Federal Report Finds Bolts On New Metro-North Train Cars Faulty
The National Transportation Safety Board says Metro-North needs to replace thousands of bolts on more than 400 of the railroad’s newest Kawasaki Heavy Industries Rolling Stock Company M-8 train cars. The NTSB released a report earlier this week that stemmed from a derailment in Bridgeport, Connecticut, in May of 2013, that injured dozens of people. The NTSB said the bolts are too weak.
These are the bolts in between train cars that hold two cars together. The NTSB says the bolts didn’t cause the derailment, but their failure made the two-train collision worse.

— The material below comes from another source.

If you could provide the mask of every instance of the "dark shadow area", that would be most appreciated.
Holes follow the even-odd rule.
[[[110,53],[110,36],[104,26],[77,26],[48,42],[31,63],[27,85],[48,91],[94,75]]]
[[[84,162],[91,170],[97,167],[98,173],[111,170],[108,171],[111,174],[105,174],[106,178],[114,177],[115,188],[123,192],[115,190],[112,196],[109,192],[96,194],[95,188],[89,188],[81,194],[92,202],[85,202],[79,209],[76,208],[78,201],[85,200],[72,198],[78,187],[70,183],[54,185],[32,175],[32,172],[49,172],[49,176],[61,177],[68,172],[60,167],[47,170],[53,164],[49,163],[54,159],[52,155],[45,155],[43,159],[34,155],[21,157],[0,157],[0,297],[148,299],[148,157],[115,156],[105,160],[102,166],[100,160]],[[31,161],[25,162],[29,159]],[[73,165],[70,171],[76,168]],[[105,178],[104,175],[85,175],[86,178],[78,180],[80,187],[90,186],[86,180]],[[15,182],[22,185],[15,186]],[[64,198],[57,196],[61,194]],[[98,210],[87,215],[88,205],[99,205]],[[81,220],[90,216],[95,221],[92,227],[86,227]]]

Jim Cameron is the head of the Commuter Action Group, a Metro-North watchdog in Connecticut. He says he’s not necessarily worried about those bolts when he rides the train.
"What I’m a little more concerned about is the things that we don’t know," Camerson said. "We didn’t know until that derailment that Metro North had a safety problem and wasn’t inspecting the tracks. We didn’t know until that derailment that there was a small design flaw in the M8s."
The Connecticut Department of Transportation said the cars are safe by any measure, and they meet all federal guidelines. They said the Department of Transportation and Metro-North are meeting with the manufacturer to discuss the NTSB’s recommendation.